Si è anche impegnata nel film “Liberi”. Oggi sulla libertà si discute molto, spesso però quella che si ricerca è la libertà da noi stessi. Quale tipo di libertà si prospetta in questo film e quale invece è più utile oggi? In “Liberi”, tutti cercano la libertà. Io interpreto il ruolo di Paola, una donna che vuole uscire da una vita deprimente, che la costringe a rimanere accanto a un marito che la vuole opprimere. Anche i protagonisti, interpretati da Elio Germano e Nicole Grimaudo, vogliono liberarsi da tutto ciò che li frena nella realizzazione dei propri sogni. A volte è proprio il sentirsi costretti che ci dà il coraggio per essere liberi. È difficile dare una definizione di libertà ed è complicato anche ricordare situazioni in cui ci si sia sentiti liberi. Spesso, per vivere in una società ordinata, ci sono principi che prevalgono anche su quello della libertà, penso ad esempio al senso del dovere che, a volte, deve prevalere.
Un altro suo lavoro è “Concorrenza sleale” di Ettore Scola.

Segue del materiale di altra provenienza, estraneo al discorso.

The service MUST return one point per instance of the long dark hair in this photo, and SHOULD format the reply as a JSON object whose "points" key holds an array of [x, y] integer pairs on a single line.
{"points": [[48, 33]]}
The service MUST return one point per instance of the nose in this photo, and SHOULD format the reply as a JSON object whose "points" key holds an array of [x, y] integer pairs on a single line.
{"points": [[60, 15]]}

Che ricordo ha di quell’esperienza e quanto è secondo lei il valore dell’ironia che poi prende una piega amara? Quel film è stato importante per far capire quanto a volte si smetta di ragionare per omologarsi alla massa, come è successo quando sono state promulgate le leggi razziali. Lo spirito critico è fondamentale per trovare il coraggio di cercare la verità. Ettore Scola sapeva far interiorizzare il tema a noi attori. Ricordo anche che quel set era bellissimo, proprio perché c’erano mezzi a sufficienza per poter curare tutti i dettagli. Oggi si pensa che si possa fare cinema anche con un budget scarso, purtroppo a volte la differenza si vede.

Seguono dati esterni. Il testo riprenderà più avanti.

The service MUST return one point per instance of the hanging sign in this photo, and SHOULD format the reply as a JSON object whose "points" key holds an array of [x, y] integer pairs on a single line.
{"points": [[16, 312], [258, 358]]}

Ha recitato anche in “Sotto il sole di Toscana”. Noi siamo del Mugello, i colori delle nostre terre quali sensazioni le suscitano? Quella è stata un’esperienza bellissima, perché mi ha fatto conoscere alcune zone della Toscana. Purtroppo abbiamo girato la maggior parte delle scene al chiuso, ma ricordo che un giorno in cui non recitavo sono andata a giro per la Toscana con il mio amico Roberto Nobile. Abbiamo passeggiato per queste zone caratteristiche. Penso che non si possa discutere sulla bellezza della campagna toscana.